We also support amendment 27, which follows up the logic behind section 8(2A), which we proposed at stage 2. There is a case to be made for the employing practitioner receiving a copy of the documents.

I understand the concern that underlies amendment 28. Currently, section 9(2) provides that reasons need be given only when a determination has been made by a determination committee, which suggests that reasons need not be given when a determination has not been made by a determination committee—for example, if it has been made by the proposed commission or when a direction or report has been given. However, the amendment overlooks the fact that schedule 3 to the bill will require the commission to make rules on when reasons are to be given, expressly in circumstances in which they are not required to be given in the eventual act itself, for determinations, directions, decisions or recommendations under part 1 and in respect of related matters. There is a mandatory rule-making power, so the commission must make rules and consult interested parties before making or varying them. Therefore, I urge David Davidson not to press amendment 28 as it is inappropriate.

Amendment 29 is a small technical amendment that will replace a reference to paragraph 13(1A)(c)(i) of schedule 1 with a reference to paragraph 13(1A)(d)(i) of schedule 1.

Amendment 33 would require the commission to give the practitioner notice of its intention to identify the practitioner in a report. We do not envisage the commission having regular recourse to the sanction of naming and shaming a practitioner against whom it has upheld a services complaint, which is why the bill sets a high threshold for such action—namely that the case is exceptional and that it would be in the public interest, in the opinion of the commission, for the identity of the practitioner to be included in the report. However, it is important to be scrupulously fair to the practitioner while seeking to protect the public. Therefore, I do not oppose practitioners' receiving a four-week period of notice.
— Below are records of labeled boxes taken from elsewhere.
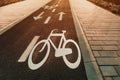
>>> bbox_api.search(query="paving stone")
[102,46,119,51]
[117,50,120,56]
[93,51,100,57]
[96,58,118,65]
[87,37,92,40]
[85,62,98,80]
[113,77,120,80]
[104,77,113,80]
[103,41,119,45]
[91,46,103,51]
[100,66,118,77]
[115,66,120,76]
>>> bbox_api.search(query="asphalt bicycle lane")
[0,0,87,80]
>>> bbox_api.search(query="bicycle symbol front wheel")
[63,39,81,69]
[28,40,50,70]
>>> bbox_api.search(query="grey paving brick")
[117,50,120,56]
[102,46,119,51]
[100,66,118,77]
[103,41,120,45]
[91,46,103,50]
[89,41,105,46]
[96,58,118,65]
[92,37,120,41]
[115,66,120,76]
[87,37,92,40]
[85,62,102,80]
[113,77,120,80]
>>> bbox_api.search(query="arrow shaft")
[37,11,45,17]
[59,14,63,21]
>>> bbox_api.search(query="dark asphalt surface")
[0,0,87,80]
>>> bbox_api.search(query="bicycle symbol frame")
[28,29,81,70]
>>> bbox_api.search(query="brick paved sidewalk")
[0,0,51,35]
[71,0,120,80]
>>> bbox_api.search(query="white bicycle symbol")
[28,29,81,70]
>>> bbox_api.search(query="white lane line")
[33,11,45,20]
[44,16,51,24]
[18,36,40,62]
[44,5,50,9]
[52,9,56,12]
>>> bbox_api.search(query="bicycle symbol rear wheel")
[28,40,50,70]
[63,39,81,69]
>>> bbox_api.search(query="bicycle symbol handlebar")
[28,29,81,70]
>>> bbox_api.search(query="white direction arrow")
[58,12,65,21]
[33,12,45,20]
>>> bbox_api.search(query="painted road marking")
[28,29,81,70]
[52,9,56,12]
[33,11,45,20]
[44,16,51,24]
[55,4,58,7]
[58,12,65,21]
[44,5,49,9]
[18,36,40,62]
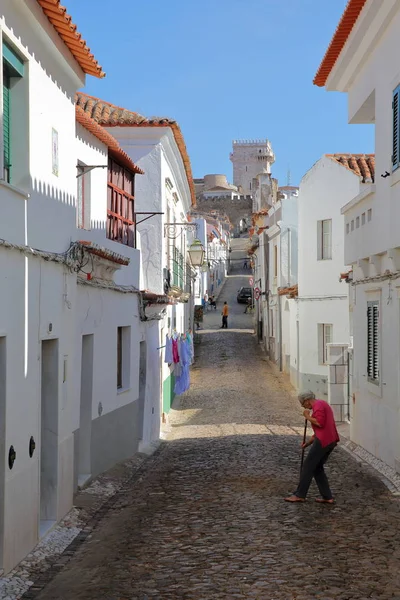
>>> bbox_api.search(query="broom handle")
[300,419,307,476]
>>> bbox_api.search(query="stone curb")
[339,434,400,496]
[264,360,400,496]
[20,441,165,600]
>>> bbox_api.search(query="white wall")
[298,156,354,397]
[0,0,84,571]
[329,0,400,472]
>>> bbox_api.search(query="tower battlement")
[232,139,271,147]
[230,138,275,195]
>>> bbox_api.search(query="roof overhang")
[313,0,399,92]
[37,0,106,77]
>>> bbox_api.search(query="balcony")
[341,185,381,265]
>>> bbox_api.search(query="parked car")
[237,287,251,304]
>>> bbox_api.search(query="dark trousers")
[295,438,336,500]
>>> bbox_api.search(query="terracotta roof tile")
[37,0,106,77]
[278,284,299,298]
[325,154,375,183]
[76,92,196,206]
[313,0,367,87]
[75,106,144,175]
[78,240,130,266]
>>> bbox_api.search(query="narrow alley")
[26,240,400,600]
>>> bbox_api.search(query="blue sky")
[64,0,374,185]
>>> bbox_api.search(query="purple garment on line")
[164,335,174,365]
[172,340,179,363]
[174,339,191,396]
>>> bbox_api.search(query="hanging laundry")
[174,336,191,396]
[186,329,194,364]
[164,335,174,365]
[172,338,179,363]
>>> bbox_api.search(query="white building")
[230,140,275,195]
[314,0,400,472]
[74,107,145,487]
[77,93,196,422]
[0,0,148,572]
[267,186,298,370]
[249,169,278,344]
[291,154,366,404]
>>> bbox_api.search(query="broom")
[300,419,307,477]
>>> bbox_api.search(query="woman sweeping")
[285,392,339,504]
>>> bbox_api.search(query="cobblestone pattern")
[32,312,400,600]
[0,454,153,600]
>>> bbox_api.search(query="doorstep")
[0,441,162,600]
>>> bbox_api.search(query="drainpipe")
[276,221,283,371]
[286,227,292,287]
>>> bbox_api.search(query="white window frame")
[367,300,381,386]
[76,161,91,231]
[317,219,332,260]
[318,323,333,365]
[116,325,131,394]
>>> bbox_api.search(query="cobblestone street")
[30,253,400,600]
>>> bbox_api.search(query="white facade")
[107,126,194,420]
[267,187,298,370]
[230,139,275,195]
[291,155,354,400]
[320,0,400,472]
[0,1,147,572]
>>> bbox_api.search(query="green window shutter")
[3,42,25,77]
[3,71,11,182]
[392,86,400,171]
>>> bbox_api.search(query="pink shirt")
[311,400,340,448]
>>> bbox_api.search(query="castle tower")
[230,140,275,195]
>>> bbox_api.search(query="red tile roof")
[313,0,367,87]
[76,92,196,206]
[78,240,130,266]
[325,154,375,183]
[37,0,106,77]
[75,106,144,175]
[278,284,299,298]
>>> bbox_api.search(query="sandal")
[285,496,306,502]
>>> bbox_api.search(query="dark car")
[237,287,251,304]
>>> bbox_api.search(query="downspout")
[286,227,292,287]
[276,223,283,371]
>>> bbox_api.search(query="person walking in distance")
[285,392,339,504]
[221,302,229,329]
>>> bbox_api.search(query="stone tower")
[230,140,275,195]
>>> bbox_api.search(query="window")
[117,327,131,391]
[367,300,380,385]
[392,85,400,171]
[172,246,185,290]
[107,158,135,248]
[76,162,90,229]
[3,42,24,183]
[317,219,332,260]
[318,323,333,365]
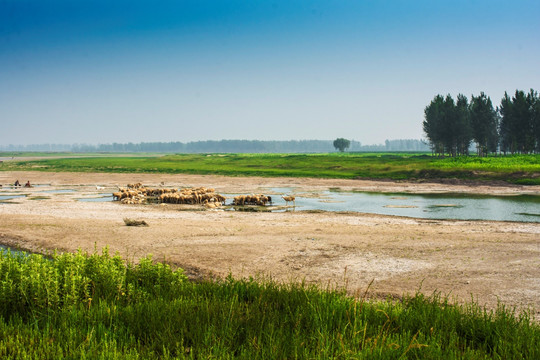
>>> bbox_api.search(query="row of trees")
[423,89,540,156]
[0,139,429,153]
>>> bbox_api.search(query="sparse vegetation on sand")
[0,153,540,185]
[0,250,540,359]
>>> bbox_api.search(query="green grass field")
[0,250,540,359]
[0,153,540,185]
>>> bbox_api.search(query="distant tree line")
[423,89,540,156]
[0,139,430,153]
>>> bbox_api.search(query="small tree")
[334,138,351,152]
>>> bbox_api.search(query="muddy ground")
[0,172,540,319]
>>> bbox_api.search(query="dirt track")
[0,172,540,319]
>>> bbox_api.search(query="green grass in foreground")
[0,153,540,185]
[0,250,540,359]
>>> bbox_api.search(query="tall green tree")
[334,138,351,152]
[497,91,517,154]
[456,94,473,155]
[512,90,534,153]
[470,92,499,156]
[527,89,540,153]
[422,95,444,154]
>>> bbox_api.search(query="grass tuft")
[0,249,540,359]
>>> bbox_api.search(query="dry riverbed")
[0,172,540,319]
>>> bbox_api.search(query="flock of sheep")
[113,183,294,209]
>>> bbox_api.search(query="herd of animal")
[113,183,295,209]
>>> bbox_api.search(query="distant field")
[0,153,540,185]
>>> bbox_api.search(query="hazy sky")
[0,0,540,145]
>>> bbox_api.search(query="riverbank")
[0,172,540,317]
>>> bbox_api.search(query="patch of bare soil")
[0,172,540,318]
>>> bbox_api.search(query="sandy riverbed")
[0,172,540,318]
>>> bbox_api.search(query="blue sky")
[0,0,540,145]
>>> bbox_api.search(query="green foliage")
[0,250,540,359]
[1,153,540,183]
[333,138,351,152]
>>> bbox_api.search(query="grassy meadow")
[0,249,540,359]
[0,153,540,185]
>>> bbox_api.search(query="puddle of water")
[76,195,113,202]
[40,189,75,194]
[256,188,540,222]
[0,195,26,201]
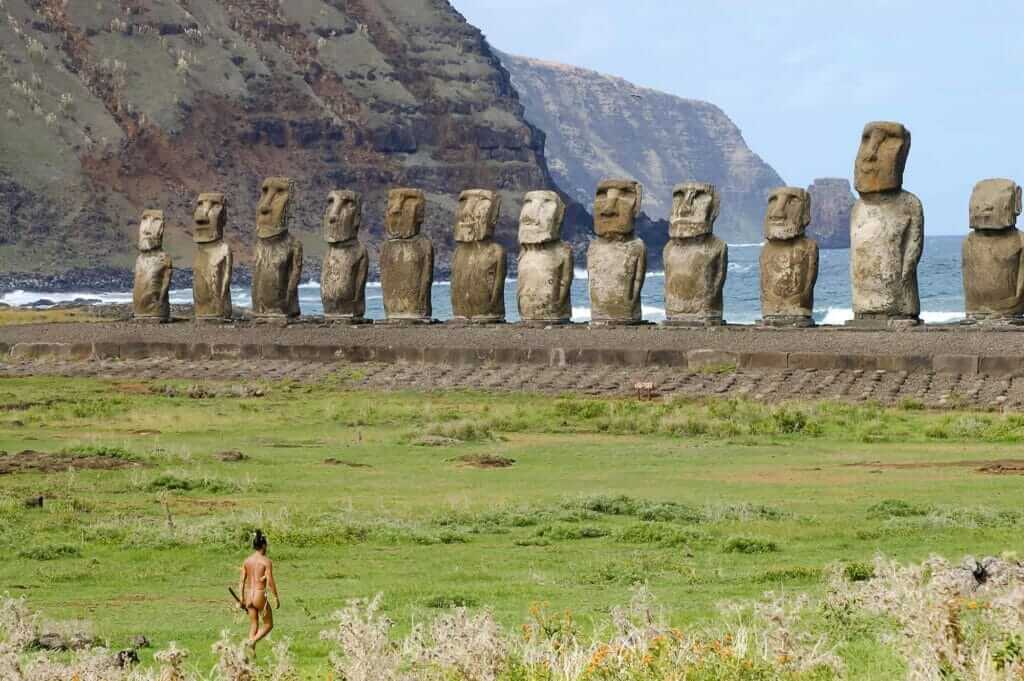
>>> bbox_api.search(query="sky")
[452,0,1024,235]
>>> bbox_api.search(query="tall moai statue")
[193,191,233,322]
[321,189,370,324]
[516,190,572,326]
[587,179,647,326]
[132,210,172,322]
[761,186,818,327]
[964,179,1024,324]
[662,182,729,327]
[381,188,434,324]
[850,122,925,326]
[452,189,508,324]
[253,177,302,320]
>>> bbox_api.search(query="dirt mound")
[0,450,139,475]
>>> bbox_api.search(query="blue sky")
[453,0,1024,235]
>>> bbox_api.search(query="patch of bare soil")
[0,450,139,475]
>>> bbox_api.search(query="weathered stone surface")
[662,182,729,326]
[850,123,925,324]
[132,210,171,322]
[963,179,1024,322]
[193,193,234,320]
[252,177,302,318]
[516,191,572,324]
[321,190,370,322]
[761,186,818,327]
[587,179,647,325]
[380,188,434,322]
[452,189,508,324]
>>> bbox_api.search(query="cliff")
[0,0,553,280]
[807,177,856,248]
[500,54,784,243]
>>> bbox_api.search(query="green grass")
[0,371,1024,679]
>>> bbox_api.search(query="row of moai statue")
[134,122,1024,327]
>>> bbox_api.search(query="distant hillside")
[500,53,784,243]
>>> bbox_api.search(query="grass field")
[0,375,1024,679]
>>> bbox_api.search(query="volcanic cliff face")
[500,54,784,243]
[0,0,553,273]
[807,177,857,248]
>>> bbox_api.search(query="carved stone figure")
[587,179,647,326]
[193,191,233,322]
[964,179,1024,323]
[761,186,818,327]
[452,189,508,324]
[663,182,729,327]
[381,188,434,324]
[516,191,572,326]
[321,190,370,323]
[253,177,302,320]
[850,123,925,326]
[132,210,171,322]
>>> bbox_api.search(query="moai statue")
[321,190,370,324]
[381,188,434,324]
[964,179,1024,324]
[663,182,729,327]
[193,191,233,322]
[850,123,925,326]
[761,186,818,327]
[132,210,171,322]
[516,191,572,326]
[253,177,302,321]
[587,179,647,326]
[452,189,508,324]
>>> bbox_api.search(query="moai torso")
[132,210,172,322]
[381,188,434,323]
[761,186,818,327]
[193,193,233,320]
[662,182,729,326]
[850,123,925,323]
[252,177,302,318]
[587,180,647,326]
[963,179,1024,322]
[452,189,507,323]
[321,190,370,321]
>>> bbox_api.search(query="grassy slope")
[0,378,1024,678]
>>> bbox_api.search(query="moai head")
[765,186,811,241]
[256,177,295,239]
[519,190,565,244]
[594,179,643,238]
[669,182,722,239]
[193,191,227,244]
[138,210,164,253]
[971,179,1021,229]
[384,188,427,239]
[853,121,910,194]
[455,189,502,243]
[324,189,362,244]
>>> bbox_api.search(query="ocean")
[0,237,964,325]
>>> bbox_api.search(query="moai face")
[594,179,643,238]
[384,188,427,239]
[854,122,910,194]
[971,179,1021,229]
[519,191,565,244]
[765,186,811,241]
[256,177,295,239]
[193,191,227,244]
[324,189,362,244]
[455,189,502,243]
[138,210,164,253]
[669,182,721,239]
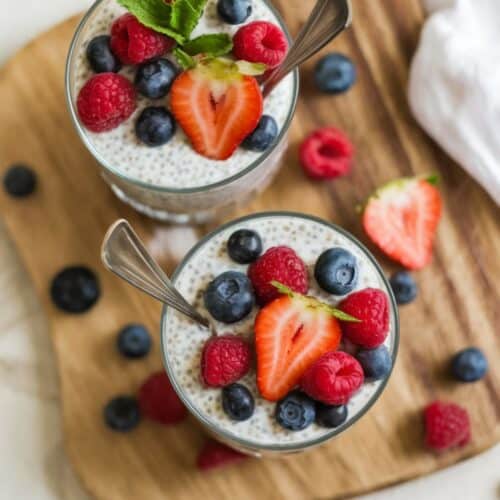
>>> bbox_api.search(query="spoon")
[101,219,211,329]
[262,0,352,97]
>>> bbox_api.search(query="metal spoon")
[262,0,352,97]
[101,219,211,329]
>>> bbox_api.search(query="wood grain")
[0,0,500,500]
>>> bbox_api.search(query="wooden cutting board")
[0,0,500,500]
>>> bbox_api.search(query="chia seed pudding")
[161,213,398,455]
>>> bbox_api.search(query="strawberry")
[254,282,354,401]
[363,177,441,269]
[170,58,262,160]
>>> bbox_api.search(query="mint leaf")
[182,33,233,57]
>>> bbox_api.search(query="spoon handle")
[262,0,351,97]
[101,219,210,328]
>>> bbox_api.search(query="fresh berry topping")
[248,246,309,305]
[196,439,248,470]
[389,271,418,305]
[3,165,37,198]
[139,371,187,425]
[135,106,176,147]
[104,396,141,432]
[424,401,471,451]
[300,351,364,405]
[134,59,178,99]
[86,35,122,73]
[110,13,175,64]
[242,115,278,151]
[338,288,389,349]
[314,52,356,94]
[233,21,288,68]
[201,334,252,387]
[356,345,392,380]
[276,391,316,431]
[222,384,255,422]
[170,59,263,160]
[203,271,255,323]
[227,229,262,264]
[76,73,137,132]
[451,347,488,382]
[254,294,341,401]
[217,0,252,24]
[299,127,354,179]
[314,247,358,295]
[50,266,101,314]
[363,178,441,269]
[116,323,151,358]
[316,403,348,429]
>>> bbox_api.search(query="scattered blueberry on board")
[104,396,141,432]
[314,52,356,94]
[227,229,262,264]
[3,165,37,198]
[204,271,255,323]
[389,271,418,305]
[116,323,152,359]
[314,248,358,295]
[222,384,255,422]
[50,266,101,314]
[451,347,488,382]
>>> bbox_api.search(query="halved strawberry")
[363,177,442,269]
[170,58,262,160]
[254,284,360,401]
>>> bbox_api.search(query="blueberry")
[222,384,255,422]
[356,345,392,380]
[227,229,262,264]
[134,59,177,99]
[135,106,176,146]
[276,391,316,431]
[217,0,252,24]
[50,266,101,314]
[204,271,255,323]
[389,271,418,304]
[104,396,141,432]
[451,347,488,382]
[87,35,122,73]
[3,165,36,198]
[242,115,278,151]
[116,323,151,358]
[314,247,358,295]
[316,402,347,429]
[314,52,356,94]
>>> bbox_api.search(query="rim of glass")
[160,211,399,452]
[64,0,299,194]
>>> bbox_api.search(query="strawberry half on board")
[170,58,265,160]
[254,281,357,401]
[363,176,442,269]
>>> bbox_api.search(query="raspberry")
[424,401,471,451]
[76,73,137,132]
[201,334,252,387]
[139,371,187,425]
[110,14,175,64]
[299,127,354,179]
[233,21,288,68]
[300,351,364,405]
[248,246,309,306]
[338,288,389,349]
[196,439,248,470]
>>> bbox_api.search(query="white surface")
[0,0,500,500]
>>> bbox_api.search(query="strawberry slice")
[363,176,442,269]
[170,58,262,160]
[254,282,355,401]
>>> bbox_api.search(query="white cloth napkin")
[408,0,500,205]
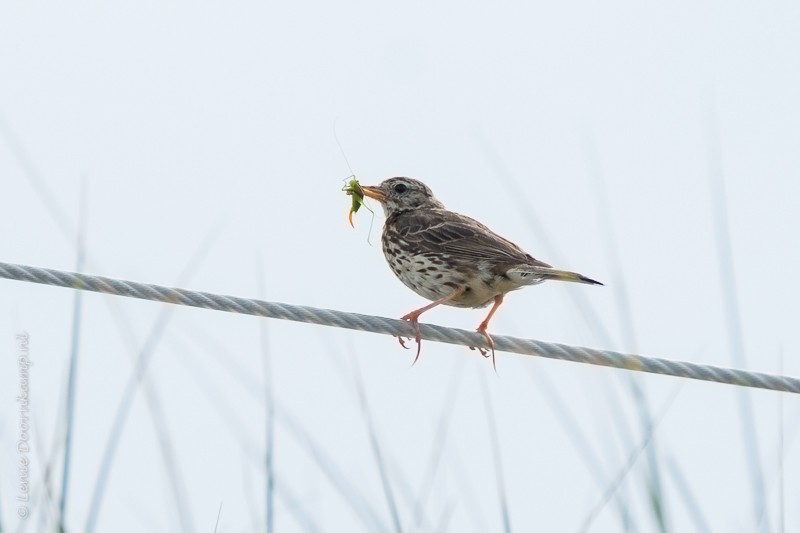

I appreciate the thinking behind amendment 77, on the giving of notices by electronic means, and I have no objection to supporting it. Its approach is consistent with the approach that is taken to individuals and may serve to ensure that notices are safely received.

Amendments 92, 93 and 119 will impose a duty on the council of the Law Society to supply reasons in relation to its decisions on complaints of unsatisfactory professional conduct. Amendments 92 and 119 will, respectively, apply to complaints against solicitors and conveyancing and executry practitioners. They follow the pattern that is followed by section 9, which requires a determination committee of the commission to provide reasons only for its determinations, such as on whether to uphold a complaint, and not for its directions, such as requiring a certain amount of compensation to be paid, although the commission will have the power to specify in its rules additional circumstances in which reasons must be given. Amendments 92 and 119 therefore seek to put the council in a similar position to the commission as regards the duty to provide reasons.

Amendment 93 would apply to complaints against solicitors only, but otherwise goes further and would require the council to give reasons for the particular sanction that has been imposed. However, in the case of a censure, the only reason that could be given is that the council is under a duty to censure all solicitors who are found guilty of unsatisfactory professional conduct under proposed new section 42ZA(3)(a) of the Solicitors (Scotland) Act 1980, which will be inserted by section 36 of the bill. In the case of other sanctions, it may be difficult to specify exactly why, for example, a fine of £1,000 has been imposed rather than a fine of £800 or £1,200. The council will have to make judgments about what is broadly appropriate in the circumstances.

Photo of David Davidson David Davidson Conservative

I thank the minister for her consensual approach and will not speak to the amendments that she supports. I support her amendments in the group, except amendment 29. However, I will press amendment 28.

Amendment 23 agreed to.

Amendment 24 moved—[Mr David Davidson]—and agreed to.